De kikkervisjes groeien snel en ze worden de eerste dagen ongeveer twee keer zo zwaar per dag. Als de omstandigheden zoals voedselaanbod en omgevingstemperatuur meezitten kunnen de larven al na twaalf dagen metamorfoseren.[2] Als de omstandigheden tegenzitten duurt de ontwikkeling van larve naar kleine kikker tot zes weken.[9] Een uitzondering vormen de larven van de oostamerikaanse woelpad, die zich langzamer ontwikkelen. Deze soort komt voor in gebieden waar zelden droogte heerst. De larven van deze soort komen na 1,5 tot 15 dagen uit het ei en ontwikkelen zich in twee weken tot twee maanden, afhankelijk van de watertemperatuur.[11]

Ondanks de snelle groei drogen de poeltjes soms zo vlug op dat er geen plaats meer is voor de vrij zwemmende larven. Ze bewegen zich dan als een school, wat zeer ongebruikelijk is bij de kikkers. De kikkervisjes zoeken het diepste deel van het poeltje op en maken et poeltje dieper door met hun staarten de bodem uit te diepen. De larven die in deze situatie verkeren komen gesynchroniseerd en in grote gelaten aan land. Ze verliezen opmerkelijk snel hun staart; deze wordt binnen een half uur in het lichaam opgenomen en zijn de kikkervisjes gemetamorfoseerd in kleine kikkertjes.[5]

Als er wel voldoende water is maar te weinig voedsel wordt eveneens een school gevormd. De kikkervisjes woelen met hun staart de bodem om zodat de voedseldeeltjes opdwarrelen. Exemplaren die van de honger omkomen worden door de andere kikkervisjes opgegeten. Kannibalisme is zeer gebruikelijk bij de woelpaddenlarven. Doordat de larven hun omgekomen soortgenoten opeten ontwikkelen zich sneller en maken een betere kans tot ontwikkeling te komen voordat het water is verdampt.[5]

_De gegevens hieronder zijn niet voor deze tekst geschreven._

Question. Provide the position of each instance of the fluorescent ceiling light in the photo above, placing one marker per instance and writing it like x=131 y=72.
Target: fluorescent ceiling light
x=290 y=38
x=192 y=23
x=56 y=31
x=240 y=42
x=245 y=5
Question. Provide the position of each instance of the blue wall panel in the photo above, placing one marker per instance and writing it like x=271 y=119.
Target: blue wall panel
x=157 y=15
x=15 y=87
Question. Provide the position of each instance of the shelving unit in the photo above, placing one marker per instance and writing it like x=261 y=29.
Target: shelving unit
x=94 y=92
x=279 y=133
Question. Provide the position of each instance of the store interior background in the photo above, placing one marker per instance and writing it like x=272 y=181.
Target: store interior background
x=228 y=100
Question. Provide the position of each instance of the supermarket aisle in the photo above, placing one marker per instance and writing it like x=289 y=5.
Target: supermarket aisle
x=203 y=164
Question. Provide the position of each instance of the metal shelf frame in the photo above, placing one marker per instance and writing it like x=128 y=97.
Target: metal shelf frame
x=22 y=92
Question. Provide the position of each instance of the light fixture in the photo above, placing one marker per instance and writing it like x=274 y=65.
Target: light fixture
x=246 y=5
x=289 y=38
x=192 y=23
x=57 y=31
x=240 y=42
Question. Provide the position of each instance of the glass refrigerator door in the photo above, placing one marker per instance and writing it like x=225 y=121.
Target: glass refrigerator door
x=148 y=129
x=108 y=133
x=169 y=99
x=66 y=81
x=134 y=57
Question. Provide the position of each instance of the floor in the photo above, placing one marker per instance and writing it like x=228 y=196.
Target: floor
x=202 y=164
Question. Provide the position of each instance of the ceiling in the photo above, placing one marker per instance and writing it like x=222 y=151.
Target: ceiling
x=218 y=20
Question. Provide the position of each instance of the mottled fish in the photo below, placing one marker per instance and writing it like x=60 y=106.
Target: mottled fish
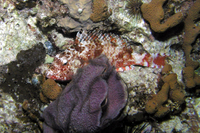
x=89 y=45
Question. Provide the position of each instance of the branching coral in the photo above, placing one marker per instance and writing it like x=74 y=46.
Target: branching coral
x=90 y=102
x=153 y=12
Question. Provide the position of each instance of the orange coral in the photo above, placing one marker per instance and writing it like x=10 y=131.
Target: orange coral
x=100 y=11
x=51 y=89
x=154 y=14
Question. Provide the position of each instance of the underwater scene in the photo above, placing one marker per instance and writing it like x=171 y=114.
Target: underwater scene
x=99 y=66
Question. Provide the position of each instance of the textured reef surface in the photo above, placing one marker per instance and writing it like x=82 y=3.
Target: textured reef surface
x=91 y=101
x=107 y=66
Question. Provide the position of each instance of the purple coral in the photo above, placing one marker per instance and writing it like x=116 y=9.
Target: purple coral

Zelfs als een poeltje te snel uitdroogt en alle larven omkomen voor ze metamorfoseren en het land kunnen betreden, gaan hun afgestorven lichamen niet verloren. De lijken komen op de bodem van het uitgedroogde poeltje terecht en dienen als voedsel voor de volgende generatie kikkervisjes. Kannibalisme draagt bij aan een gezonde populatie omdat in veel gevallen de overlevende larven hun bestaan te danken hebben aan de soortgenoten die ze hebben opgegeten. Er is zelfs bekend dat larven die soortgenoten verorberen sneller groeien dan larven die leven van het weinig voedselrijke bodemmateriaal.[3] Woelpadden produceren gezamenlijk zoveel larven dat kannibalisme en uitdroging de populatie stabiel houdt. De in woelpadden gespecialiseerde bioloog Arthur Bragg omschreef het eens als volgt:

Als ieder ei van een woelpad uitgroeit tot een volwassen exemplaar zou er op de planeet Aarde binnen korte tijd geen plaats meer zijn voor andere dingen.

Van sommige soorten is bekend dat de larven sowieso kleine diertjes eten en van de larven van andere soorten kikkers opeten. De larven van woelpadden veranderen soms zodanig van gedrag en vorm -de monddelen worden bijvoorbeeld omgevormd- dat ze zich ontwikkelen van algeneters tot kannibalen. Het is beschreven dat de larven van de prairiewoelpad (Spea bombifrons) de kikkervisjes van de zuidelijke woelpad opeten.[3]

Taxonomie en indeling[bewerken | brontekst bewerken]

Woelpadden zijn een kleine familie die vertegenwoordigd wordt door zeven soorten die in twee geslachten zijn opgedeeld. Alle soorten behoorden lange tijd tot de familie knoflookpadden (Pelobatidae). De woelpadden werden indertijd als een onderfamilie gezien (Scaphiopodinae). Tegenwoordig worden ze als een aparte familie beschouwd. Deze nieuwe indeling is in de literatuur nog niet overal opgenomen.